Last day at my current job! Woo!
Ok, now the real post.
Maybe they’re on my brain because I’m starting the new could-be-the-dream job, but I feel like I’ve been thinking a lot about insecurities lately.
I think everyone has their thing. You know. The thing that keeps you at the bathroom mirror a few seconds longer. The one that makes you shy away from pencil skirts or sleeveless tops. The one that keeps your hair long or your makeup a touch heavier. Or the one that makes you laugh louder or speak up less.
We all have something that makes us feel less adequate, whether it’s all the time or just every once in a while.
But one thing I’ve only recently become aware of is how insecurities can evolve.
For example, growing up, I was always conscious of my crooked teeth and big feet. Braces straightened the teeth and a growth spurt (sort of) balanced out the feet, but puberty was less kind in other ways. Suddenly I was tortured about the size of my thighs, and later, the flatness of my stomach, the jiggle of my upper arms, the fullness of my face, blah, blah, blah.
Healthier living and healthier thinking helped me outgrow and get over most of those insecurities (though I’d be a bold-faced liar if I said I never had a day where I dismissed skinny jeans because, well, I just wasn’t feeling all that skinny that day), but the really interestinghorrible part about growing up is that just because you outgrow or get over one (or nine) insecurities doesn’t mean you’re good for life.
Over the past few months, every time I see a picture of myself I think, “Hmm…is my forehead…big?

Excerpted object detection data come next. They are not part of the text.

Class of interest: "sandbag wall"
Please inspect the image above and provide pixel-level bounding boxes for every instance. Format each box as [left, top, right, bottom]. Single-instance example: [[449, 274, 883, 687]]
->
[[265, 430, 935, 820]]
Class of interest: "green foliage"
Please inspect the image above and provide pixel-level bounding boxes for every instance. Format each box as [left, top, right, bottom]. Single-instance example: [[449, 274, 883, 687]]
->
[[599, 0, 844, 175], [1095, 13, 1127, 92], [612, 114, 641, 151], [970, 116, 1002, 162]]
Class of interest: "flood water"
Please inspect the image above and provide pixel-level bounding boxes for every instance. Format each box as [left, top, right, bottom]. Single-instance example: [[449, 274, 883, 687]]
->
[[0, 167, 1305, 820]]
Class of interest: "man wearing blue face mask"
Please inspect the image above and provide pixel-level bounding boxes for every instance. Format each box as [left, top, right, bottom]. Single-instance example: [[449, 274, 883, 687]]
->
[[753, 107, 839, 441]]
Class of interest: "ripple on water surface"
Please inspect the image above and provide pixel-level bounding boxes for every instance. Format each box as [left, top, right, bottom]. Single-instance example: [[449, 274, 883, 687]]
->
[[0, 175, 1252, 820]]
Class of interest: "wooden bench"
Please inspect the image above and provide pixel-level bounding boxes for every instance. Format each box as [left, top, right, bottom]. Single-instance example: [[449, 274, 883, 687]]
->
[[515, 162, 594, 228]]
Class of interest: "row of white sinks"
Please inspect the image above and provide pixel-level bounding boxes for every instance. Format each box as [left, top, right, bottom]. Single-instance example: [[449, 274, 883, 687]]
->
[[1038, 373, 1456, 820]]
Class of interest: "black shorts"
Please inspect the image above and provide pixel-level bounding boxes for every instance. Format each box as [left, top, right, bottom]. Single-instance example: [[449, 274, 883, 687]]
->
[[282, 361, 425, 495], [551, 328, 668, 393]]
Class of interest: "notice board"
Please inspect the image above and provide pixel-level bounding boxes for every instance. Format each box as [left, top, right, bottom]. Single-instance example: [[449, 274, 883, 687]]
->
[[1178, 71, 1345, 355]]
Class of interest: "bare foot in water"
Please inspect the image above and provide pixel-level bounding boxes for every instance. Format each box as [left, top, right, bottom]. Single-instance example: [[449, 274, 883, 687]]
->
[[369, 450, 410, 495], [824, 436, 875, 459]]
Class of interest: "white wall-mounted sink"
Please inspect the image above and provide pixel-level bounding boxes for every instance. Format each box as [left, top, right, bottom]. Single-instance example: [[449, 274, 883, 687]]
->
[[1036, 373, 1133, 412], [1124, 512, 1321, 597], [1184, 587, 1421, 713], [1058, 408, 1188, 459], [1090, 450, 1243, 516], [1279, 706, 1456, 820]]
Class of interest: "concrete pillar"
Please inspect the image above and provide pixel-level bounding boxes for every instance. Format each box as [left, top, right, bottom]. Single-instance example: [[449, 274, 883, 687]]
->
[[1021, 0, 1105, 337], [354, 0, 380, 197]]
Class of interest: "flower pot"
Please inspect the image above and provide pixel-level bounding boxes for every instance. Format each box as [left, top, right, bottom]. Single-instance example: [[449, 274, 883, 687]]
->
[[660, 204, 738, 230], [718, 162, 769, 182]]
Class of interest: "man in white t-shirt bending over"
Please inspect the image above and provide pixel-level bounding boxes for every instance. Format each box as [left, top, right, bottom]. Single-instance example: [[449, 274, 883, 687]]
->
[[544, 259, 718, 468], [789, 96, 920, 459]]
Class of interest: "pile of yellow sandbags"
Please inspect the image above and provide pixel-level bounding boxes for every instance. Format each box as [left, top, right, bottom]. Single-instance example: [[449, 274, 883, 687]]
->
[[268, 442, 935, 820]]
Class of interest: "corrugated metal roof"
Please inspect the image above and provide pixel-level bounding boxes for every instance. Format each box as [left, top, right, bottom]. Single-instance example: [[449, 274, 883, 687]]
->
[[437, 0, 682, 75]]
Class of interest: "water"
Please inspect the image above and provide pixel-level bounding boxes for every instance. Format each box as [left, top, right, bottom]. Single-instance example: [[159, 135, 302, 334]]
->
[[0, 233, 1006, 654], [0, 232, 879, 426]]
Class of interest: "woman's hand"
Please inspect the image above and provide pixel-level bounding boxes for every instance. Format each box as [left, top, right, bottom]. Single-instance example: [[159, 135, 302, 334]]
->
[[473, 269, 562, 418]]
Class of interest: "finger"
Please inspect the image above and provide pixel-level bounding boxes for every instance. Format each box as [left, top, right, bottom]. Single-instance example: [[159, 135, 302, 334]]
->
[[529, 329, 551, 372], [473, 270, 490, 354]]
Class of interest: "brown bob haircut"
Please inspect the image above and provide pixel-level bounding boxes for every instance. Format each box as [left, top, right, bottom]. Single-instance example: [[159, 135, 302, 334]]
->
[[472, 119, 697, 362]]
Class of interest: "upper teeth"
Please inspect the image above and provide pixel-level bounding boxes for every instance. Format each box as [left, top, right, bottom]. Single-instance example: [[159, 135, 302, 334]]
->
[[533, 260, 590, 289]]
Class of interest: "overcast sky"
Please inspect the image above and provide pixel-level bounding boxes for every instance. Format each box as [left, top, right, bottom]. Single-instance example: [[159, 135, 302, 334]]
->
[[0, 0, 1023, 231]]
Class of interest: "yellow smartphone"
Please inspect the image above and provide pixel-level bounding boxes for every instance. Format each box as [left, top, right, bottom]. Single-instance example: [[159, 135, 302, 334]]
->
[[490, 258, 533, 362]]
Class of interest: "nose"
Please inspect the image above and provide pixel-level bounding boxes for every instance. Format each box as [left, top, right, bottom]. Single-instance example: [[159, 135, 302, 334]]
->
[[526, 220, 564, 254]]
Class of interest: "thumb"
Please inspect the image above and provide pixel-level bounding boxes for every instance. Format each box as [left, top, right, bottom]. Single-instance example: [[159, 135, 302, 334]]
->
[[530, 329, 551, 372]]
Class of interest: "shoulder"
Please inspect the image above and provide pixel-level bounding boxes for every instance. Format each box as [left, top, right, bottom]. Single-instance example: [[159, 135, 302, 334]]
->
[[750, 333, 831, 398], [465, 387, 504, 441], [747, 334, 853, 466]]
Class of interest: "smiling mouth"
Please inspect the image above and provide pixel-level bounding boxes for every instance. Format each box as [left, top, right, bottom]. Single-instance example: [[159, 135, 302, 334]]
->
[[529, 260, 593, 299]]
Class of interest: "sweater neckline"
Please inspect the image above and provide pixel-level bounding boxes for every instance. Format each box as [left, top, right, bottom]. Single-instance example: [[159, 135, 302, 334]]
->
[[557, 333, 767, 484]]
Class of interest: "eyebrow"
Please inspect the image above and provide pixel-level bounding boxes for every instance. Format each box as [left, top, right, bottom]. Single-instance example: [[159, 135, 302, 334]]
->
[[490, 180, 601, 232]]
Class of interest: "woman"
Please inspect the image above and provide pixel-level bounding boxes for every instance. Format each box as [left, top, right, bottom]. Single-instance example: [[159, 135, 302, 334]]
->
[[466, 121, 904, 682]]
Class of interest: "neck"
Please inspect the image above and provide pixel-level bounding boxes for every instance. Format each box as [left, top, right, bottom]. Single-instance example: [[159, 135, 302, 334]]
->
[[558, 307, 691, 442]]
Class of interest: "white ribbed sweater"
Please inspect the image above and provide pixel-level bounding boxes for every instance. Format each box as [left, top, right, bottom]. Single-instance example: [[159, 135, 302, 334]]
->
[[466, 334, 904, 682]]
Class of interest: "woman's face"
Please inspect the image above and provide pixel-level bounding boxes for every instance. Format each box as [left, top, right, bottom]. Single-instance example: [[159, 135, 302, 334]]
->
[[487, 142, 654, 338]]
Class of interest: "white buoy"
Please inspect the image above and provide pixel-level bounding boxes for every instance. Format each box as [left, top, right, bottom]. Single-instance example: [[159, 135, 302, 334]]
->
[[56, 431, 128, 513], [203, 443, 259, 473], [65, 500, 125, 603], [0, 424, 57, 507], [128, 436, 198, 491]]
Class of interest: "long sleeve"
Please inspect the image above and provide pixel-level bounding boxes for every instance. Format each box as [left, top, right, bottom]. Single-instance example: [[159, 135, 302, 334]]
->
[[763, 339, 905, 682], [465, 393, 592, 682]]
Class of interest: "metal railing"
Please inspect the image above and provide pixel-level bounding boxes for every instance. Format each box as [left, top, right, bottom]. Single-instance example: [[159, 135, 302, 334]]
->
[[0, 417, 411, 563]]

Like, weirdly big? And have my teeth gotten more crooked? Maybe I should have replaced that broken retainer…” Plus, you already know my issues with the crooked nose. And I’ve always wanted to be about four inches taller.
I think the biggest difference between these insecurities and the ones that plagued me in the past, though, is that I just don’t care as much. Sure, I wouldn’t be devastated if they suddenly went away, but I don’t let it affect my entire life like I used to. I would never describe myself as an insecure person.
Part of that is due to a revelation I had when I was at my worst in terms of insecurities. I remember being in my car crying about something or other I didn’t like about myself (because I am queen of the driving breakdown…super safe, obviously), and suddenly having this flash of, “Oh my GOD, would you get over yourself?”
It was kind of a startling moment. But the fact is, insecurities are petty and selfish. There are people with real problems out there. The size of my jeans is not a real problem.
I think, in general, people know this. Usually when you’re freaking out about something like what your shoulders look like in a tank top, you’re just not thinking clearly. You’re obsessing. You’re fixating. The biggest thing you lack is not muscle tone — it’s perspective.
Really, the gaining of perspective is probably the real biggest insecurity evolution I’ve experienced. So when I’m frustrated that my torso is kind of short or that my ribs are so wide it looks like I have no boobs at all (it’s a real thing, I swear), I let myself have a, “Well thanks A LOT, genetics!” moment, and then I roll my eyes and get on with life.
Because, en general, I’m good. I’m fine. And I’m thankful that my biggest problem is filling out a bathing suit.
Do you think your insecurities have evolved as you’ve gotten older? Would you describe yourself as an insecure person? And, spill: What’s your lamest insecurity? It can’t be worse than wide ribs or a (possibly?) large forehead.